A Secretaria da Fazenda do Estado de São Paulo (“SEFAZ-SP”) publicou, no início de abril, Resposta à Consulta Tributária nº 25.343/2022 (“RC 25343/2022” ou “Resposta à Consulta”), na qual apresentou esclarecimentos quanto à incidência de Imposto de Transmissão Causa Mortis e Doação de Quaisquer Bens ou Direitos (“ITCMD”) em hipótese que envolvia planejamento sucessório executado via trust irrevogável¹ constituído no exterior.
No caso concreto, o Consulente afirmou ser beneficiário de um Trust, constituído no exterior, em seu benefício e de terceiros, com as seguintes características: (i) instituído por um não-residente em caráter irrevogável; (ii) prazo de vigência de 150 (cento e cinquenta) anos; (iii) distribuição dos ativos a título gratuito para os beneficiários; (iv) settlor não figurava dentre os beneficiários; e (v) patrimônio autônomo, isto é, o patrimônio do trust é distinto do patrimônio do settlor, trustee e dos beneficiários.
Nesse cenário, o Consulente formulou dois principais questionamentos:
(i) se a distribuição de ativos localizados no exterior, por um trust irrevogável, sediado no exterior, a beneficiário, pessoa física residente no Estado de São Paulo, deve ser considerada como uma doação feita ao beneficiário; e
(ii) em caso positivo, se é necessário recolher o ITCMD, nos termos do artigo 4º, da Lei nº 10.705/2000, tendo em vista a decisão do Supremo Tribunal Federal (“STF”) no âmbito do julgamento do Recurso Extraordinário nº 851.108/SP (“RE 851.108/SP”), na qual foi fixada a tese de inconstitucionalidade da incidência de ITCMD sobre doações de bens realizadas por doador residente no exterior, até que editada a lei complementar exigida pelo art. 155, §1º, da Constituição Federal (“Tema 825”).
Com relação à natureza jurídica dos eventos narrados pelo Consulente, o Fisco Estadual entendeu que a instrumentalização da sucessão/ transmissão de patrimônio via trust constituiu ato de liberalidade pelo titular do patrimônio, porém, a ser verificado no momento da instituição do trust e da indicação dos beneficiários (não no momento da efetiva distribuição de ativos pelo trustee aos beneficiários).
Nesse sentido, o Fisco considerou, ainda, que o trustee recebeu os ativos apenas e tão somente para gestão em benefício dos beneficiários.
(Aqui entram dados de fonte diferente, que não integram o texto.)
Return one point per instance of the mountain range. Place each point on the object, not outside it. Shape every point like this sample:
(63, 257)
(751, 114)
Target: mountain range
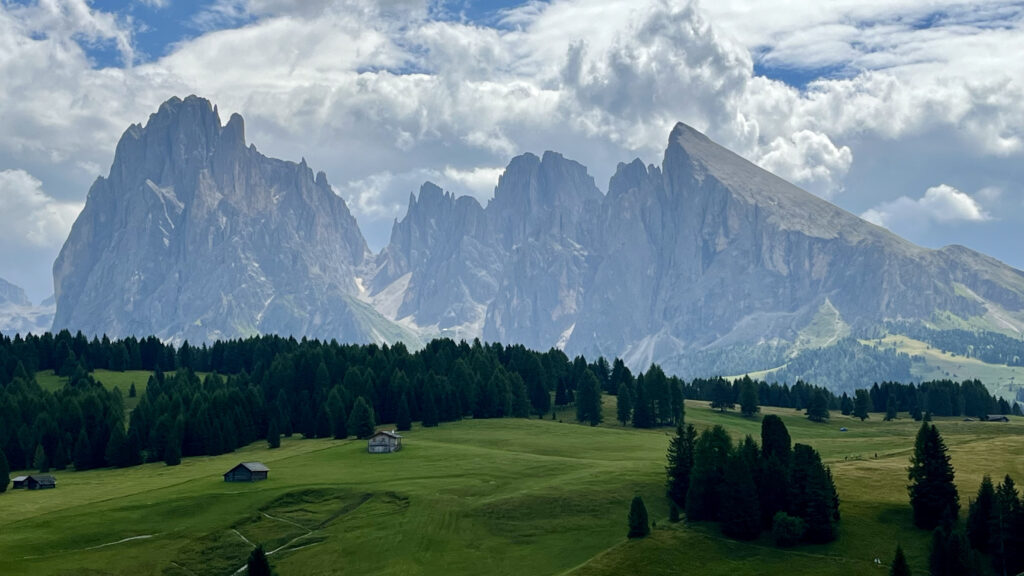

Isto é, os ativos não compuseram, em nenhum momento, o patrimônio do trustee e, desse modo, considerando que os destinatários finais seriam os próprios beneficiários indicados pelo settlor no momento da instituição do trust, teria ocorrido uma doação do settlor para os beneficiários, com a gestão “intermediária” do trustee.
Sendo assim, a doação teria se configurado no momento da instituição do trust, com a transferência dos ativos pelo settlor ao trustee, em favor dos beneficiários (destinatários finais).
Com relação ao recolhimento de ITCMD, considerando a natureza jurídica de doação, para a SEFAZ-SP o imposto deve ser recolhido pelo Consulente no momento da instituição do trust, sob o fundamento de que, apesar do entendimento do STF exarado no Tema 825, o referido artigo permaneceria válido e vigente no ordenamento jurídico.
Essa interpretação da SEFAZ-SP representa clara afronta à decisão do STF, segundo o qual “é vedado aos estados e ao Distrito Federal instituir ITCMD nas hipóteses referidas no art. 155, §1º, III, da Constituição Federal sem a intervenção da lei complementar exigida pelo referido dispositivo constitucional”.
Não obstante essa discussão acerca da impossibilidade de incidência do ITCMD em relação a doações realizadas por não-residentes, também é questionável a posição do Fisco Estadual acerca do momento da incidência do imposto em planejamentos que envolvam trusts.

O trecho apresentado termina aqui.